Addictive-dependent: Like many addictions, the sufferer appears to demonstrate craving which is satisfied for a short time after exposure but returns stronger than ever after a brief pause. This theory does not identify the specific components that are addictive but would suggest that, like many other addictions, it will prove difficult to treat. Detoxification centers, situated large distances from any helipad, would seem to be worth investigating. Gradually withdrawing patients using smaller helicopters, model helicopters and eventually pictures of helicopters has been trialed, and many addicts now have pictures in their offices for no apparent reason. Unfortunately, the extreme social stigma of this disease among the medical profession often causes addicts in treatment to be withdrawn and uncommunicative about their problems.

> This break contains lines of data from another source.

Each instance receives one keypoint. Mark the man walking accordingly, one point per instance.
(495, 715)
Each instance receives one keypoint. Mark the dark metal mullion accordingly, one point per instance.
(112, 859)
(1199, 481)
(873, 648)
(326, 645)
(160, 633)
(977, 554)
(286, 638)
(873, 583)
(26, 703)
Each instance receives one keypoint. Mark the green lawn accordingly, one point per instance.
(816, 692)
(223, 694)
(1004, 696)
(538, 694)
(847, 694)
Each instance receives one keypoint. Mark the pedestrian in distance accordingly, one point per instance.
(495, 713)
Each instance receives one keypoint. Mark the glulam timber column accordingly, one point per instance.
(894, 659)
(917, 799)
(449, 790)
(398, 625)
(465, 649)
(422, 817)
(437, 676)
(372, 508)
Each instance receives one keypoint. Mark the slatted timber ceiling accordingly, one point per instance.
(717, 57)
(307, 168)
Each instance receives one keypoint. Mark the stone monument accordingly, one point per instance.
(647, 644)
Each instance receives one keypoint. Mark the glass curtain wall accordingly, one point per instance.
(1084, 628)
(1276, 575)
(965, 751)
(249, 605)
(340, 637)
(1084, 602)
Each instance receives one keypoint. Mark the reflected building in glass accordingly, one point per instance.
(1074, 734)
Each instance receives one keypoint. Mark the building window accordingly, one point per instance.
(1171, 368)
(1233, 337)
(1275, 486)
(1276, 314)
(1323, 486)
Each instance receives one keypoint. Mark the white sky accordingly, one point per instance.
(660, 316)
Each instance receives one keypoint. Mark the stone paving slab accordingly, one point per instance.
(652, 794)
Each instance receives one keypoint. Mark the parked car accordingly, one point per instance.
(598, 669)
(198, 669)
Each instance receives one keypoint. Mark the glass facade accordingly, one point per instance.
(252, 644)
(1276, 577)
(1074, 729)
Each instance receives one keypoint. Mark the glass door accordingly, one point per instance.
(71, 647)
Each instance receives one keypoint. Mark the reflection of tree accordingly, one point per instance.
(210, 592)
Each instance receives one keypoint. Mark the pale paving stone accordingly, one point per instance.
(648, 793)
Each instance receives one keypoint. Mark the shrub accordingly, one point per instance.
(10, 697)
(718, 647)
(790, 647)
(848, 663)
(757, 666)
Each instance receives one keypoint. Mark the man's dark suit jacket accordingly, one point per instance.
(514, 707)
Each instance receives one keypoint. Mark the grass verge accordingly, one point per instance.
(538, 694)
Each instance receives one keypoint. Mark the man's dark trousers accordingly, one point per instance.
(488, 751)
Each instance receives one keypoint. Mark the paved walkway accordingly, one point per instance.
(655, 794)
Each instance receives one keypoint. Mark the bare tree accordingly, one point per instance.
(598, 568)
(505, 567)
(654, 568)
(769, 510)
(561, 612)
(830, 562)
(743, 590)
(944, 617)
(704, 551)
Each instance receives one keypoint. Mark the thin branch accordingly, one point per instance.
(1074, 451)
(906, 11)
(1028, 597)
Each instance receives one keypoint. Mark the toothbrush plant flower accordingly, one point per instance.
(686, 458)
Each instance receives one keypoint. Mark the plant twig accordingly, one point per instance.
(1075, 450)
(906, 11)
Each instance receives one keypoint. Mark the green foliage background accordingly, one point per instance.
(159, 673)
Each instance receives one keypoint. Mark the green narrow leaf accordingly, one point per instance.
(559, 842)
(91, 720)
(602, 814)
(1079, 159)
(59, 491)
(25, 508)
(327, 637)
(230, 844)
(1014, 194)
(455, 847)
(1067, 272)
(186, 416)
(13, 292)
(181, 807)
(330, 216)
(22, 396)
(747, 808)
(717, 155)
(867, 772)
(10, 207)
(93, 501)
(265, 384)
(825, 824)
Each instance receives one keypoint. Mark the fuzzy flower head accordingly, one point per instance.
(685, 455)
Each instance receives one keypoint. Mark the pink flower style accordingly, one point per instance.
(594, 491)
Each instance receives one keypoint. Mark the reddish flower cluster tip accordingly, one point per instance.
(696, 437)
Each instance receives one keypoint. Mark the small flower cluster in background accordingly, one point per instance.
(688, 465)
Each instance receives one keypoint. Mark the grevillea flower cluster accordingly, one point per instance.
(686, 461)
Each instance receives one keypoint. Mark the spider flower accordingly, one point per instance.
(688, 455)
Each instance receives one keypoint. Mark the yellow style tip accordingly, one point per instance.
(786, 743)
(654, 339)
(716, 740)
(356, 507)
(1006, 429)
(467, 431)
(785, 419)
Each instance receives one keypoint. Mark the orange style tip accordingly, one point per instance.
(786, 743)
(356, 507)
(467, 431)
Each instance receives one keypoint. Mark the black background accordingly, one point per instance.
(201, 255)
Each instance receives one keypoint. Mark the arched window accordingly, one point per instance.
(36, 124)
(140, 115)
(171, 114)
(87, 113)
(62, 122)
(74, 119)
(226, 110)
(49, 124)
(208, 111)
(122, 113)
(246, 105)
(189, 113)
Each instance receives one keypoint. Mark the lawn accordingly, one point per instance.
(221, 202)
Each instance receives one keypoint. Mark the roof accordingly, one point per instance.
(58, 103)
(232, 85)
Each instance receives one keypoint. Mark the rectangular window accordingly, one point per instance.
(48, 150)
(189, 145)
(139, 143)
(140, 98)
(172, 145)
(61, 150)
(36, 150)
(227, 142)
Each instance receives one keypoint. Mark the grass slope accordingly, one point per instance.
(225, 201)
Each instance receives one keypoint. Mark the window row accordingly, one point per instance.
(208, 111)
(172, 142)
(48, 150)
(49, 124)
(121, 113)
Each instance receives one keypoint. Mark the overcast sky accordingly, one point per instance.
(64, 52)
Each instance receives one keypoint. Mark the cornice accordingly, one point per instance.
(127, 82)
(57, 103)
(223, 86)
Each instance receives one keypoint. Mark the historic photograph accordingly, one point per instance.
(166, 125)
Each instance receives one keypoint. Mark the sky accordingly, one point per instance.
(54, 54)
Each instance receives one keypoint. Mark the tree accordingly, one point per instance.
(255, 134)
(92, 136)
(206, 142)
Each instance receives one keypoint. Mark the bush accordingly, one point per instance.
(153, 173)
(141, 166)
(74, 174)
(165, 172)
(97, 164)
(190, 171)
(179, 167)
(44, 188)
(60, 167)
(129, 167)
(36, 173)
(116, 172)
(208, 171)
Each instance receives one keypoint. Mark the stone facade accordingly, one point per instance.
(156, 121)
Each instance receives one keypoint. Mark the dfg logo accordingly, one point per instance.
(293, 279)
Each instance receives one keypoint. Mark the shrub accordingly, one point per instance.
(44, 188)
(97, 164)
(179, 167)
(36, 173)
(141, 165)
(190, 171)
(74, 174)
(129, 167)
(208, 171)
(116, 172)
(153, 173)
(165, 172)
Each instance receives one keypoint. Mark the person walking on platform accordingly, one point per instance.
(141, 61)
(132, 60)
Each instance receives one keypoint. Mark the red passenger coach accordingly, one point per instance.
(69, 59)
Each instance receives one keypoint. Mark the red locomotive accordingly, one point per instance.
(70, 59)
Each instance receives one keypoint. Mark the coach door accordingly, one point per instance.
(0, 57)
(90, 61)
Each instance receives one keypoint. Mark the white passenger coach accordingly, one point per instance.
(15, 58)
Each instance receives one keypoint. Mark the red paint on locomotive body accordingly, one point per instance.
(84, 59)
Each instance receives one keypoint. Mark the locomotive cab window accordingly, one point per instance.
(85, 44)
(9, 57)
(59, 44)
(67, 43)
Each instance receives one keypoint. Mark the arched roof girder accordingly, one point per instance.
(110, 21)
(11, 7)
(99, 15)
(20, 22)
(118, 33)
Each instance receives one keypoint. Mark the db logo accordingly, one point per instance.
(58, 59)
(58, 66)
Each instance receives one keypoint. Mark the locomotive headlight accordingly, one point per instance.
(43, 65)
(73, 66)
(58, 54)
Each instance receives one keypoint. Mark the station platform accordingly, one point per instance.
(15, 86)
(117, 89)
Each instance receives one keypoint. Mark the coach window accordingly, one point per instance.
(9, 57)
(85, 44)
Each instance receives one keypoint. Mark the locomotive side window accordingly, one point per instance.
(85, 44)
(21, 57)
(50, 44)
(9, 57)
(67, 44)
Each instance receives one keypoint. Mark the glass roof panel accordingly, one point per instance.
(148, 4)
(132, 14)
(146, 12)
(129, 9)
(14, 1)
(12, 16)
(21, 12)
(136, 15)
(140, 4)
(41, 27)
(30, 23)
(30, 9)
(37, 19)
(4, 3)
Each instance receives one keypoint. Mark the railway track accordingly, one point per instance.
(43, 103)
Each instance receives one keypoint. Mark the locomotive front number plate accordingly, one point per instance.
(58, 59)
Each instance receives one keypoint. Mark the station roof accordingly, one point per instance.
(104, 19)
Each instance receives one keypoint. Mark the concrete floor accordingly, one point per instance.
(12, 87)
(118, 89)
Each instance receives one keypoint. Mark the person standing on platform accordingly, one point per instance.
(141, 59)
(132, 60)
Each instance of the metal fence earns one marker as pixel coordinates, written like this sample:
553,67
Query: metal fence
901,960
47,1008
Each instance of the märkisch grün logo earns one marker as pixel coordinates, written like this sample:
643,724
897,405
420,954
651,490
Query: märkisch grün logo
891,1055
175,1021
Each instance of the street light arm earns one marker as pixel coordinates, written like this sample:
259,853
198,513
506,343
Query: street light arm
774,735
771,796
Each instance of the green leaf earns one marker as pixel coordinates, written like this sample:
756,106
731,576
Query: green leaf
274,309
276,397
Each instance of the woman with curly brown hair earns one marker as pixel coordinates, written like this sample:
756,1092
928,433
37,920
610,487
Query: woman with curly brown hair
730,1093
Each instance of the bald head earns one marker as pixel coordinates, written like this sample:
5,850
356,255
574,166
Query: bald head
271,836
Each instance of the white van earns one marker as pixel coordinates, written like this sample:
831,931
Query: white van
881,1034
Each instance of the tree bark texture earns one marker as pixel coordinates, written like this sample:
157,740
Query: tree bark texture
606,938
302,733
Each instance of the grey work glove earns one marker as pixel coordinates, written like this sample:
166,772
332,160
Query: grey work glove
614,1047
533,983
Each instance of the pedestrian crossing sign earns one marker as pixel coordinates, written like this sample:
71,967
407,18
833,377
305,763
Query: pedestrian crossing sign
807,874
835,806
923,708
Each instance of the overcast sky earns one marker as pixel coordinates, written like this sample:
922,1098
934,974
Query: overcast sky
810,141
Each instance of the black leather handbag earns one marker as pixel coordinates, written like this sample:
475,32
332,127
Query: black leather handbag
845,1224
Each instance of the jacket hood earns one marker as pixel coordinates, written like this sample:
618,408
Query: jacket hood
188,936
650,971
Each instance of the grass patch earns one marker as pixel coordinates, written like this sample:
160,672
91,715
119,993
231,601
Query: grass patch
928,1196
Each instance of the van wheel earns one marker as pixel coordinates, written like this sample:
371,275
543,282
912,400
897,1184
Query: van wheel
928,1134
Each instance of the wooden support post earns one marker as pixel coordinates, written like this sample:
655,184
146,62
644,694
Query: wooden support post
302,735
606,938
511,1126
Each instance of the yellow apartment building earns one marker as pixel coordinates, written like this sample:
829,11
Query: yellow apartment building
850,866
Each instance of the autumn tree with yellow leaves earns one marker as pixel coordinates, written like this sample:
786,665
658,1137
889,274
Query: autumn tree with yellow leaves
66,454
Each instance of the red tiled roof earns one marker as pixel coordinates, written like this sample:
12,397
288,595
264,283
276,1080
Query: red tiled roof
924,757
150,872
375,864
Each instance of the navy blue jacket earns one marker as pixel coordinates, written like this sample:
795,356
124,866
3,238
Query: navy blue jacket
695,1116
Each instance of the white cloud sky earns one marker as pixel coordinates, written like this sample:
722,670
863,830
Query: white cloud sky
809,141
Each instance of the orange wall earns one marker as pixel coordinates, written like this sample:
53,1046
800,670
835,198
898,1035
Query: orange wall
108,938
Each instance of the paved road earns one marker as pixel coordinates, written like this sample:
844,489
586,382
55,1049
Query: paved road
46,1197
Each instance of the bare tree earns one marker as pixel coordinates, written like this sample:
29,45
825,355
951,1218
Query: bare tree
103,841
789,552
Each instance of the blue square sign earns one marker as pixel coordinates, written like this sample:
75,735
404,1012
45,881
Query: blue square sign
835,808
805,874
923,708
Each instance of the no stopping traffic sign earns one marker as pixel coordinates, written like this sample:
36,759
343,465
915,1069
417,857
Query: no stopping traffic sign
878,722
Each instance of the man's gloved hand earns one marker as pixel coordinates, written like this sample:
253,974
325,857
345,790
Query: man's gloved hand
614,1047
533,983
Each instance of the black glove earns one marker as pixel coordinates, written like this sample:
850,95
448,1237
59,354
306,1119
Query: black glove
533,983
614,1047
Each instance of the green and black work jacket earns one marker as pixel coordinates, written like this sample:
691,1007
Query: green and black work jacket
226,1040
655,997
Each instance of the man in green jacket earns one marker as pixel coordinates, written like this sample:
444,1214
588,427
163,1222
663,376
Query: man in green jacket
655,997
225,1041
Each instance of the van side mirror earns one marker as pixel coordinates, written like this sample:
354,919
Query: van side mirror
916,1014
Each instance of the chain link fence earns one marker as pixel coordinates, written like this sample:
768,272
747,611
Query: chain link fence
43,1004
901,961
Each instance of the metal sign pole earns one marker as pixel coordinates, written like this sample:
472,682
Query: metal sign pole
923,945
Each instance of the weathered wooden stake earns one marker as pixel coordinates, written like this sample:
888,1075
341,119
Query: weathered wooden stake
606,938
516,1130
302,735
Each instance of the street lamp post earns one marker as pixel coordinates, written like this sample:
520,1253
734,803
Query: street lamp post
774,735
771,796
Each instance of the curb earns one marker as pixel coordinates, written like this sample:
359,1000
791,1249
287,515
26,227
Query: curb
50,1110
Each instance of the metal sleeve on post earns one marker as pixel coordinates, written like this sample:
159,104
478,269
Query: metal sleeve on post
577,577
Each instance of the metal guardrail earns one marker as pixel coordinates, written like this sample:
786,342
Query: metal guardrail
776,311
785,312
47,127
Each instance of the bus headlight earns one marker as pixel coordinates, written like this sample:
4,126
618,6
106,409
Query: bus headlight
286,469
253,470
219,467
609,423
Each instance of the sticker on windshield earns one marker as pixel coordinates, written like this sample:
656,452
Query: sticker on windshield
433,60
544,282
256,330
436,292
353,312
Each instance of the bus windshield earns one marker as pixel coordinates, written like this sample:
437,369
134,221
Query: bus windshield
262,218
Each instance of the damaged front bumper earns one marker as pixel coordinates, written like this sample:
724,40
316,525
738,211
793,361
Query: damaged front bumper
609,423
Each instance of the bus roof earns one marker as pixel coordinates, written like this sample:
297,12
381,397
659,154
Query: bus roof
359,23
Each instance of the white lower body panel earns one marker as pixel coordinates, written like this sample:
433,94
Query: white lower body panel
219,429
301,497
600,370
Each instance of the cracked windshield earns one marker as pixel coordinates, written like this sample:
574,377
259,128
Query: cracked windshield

Rotoriasis has been with us since the early days of "M*A*S*H," although the astute historian may detect an extremely early example in some of the work of Leonardo de Vinci. Because of its incipient progress, it became quite widely established in the medical community before it came to the attention of epidemiologists. The endemic problem of rotoriasis must be managed at a societal level as well at the individual level.
Although there may be some support for isolation on a suitably chosen rock in mid-ocean, this form of treatment is unacceptable in today's humane society. Victims of rotoriasis need empathetic support and long-term psychotherapy. Until more is understood about the etiology, many of the possible pharmacological modes of treatment must be confined to trials.
When any new syndrome is described, the reaction of the medical community tends to be polarized in its views of the treatment. This paper recommends an open and inquiring attitude to establish a greater understanding of the etiology and long-term sequelae of the disease, while locking up those who question its existence. The latter strategy is obviously sound, as this is a sensitive test for the early symptoms of rotoriasis among the medical community.
Although attention should obviously be focused on the group with the more overt demonstrable forms of the disease, the paramedical staff should not be ignored; they show signs of being as vulnerable as their medical colleagues. Overt rotoriasis has been identified in flight nurses as well as paramedics, and these individuals should not be left out of treatment programs.
Rotoriasis is a serious epidemic that threatens to cripple our health-care system as it affects medical staff from intensive care and emergency departments as well as nursing and paramedic staff. The authors urge clinicians to be on the look out for the early signs and recommend the inclusion of this disease in the designated psychiatric texts. The authors further recommend the establishment of treatment centers and research programs dedicated to identifying the etiology and best management practices.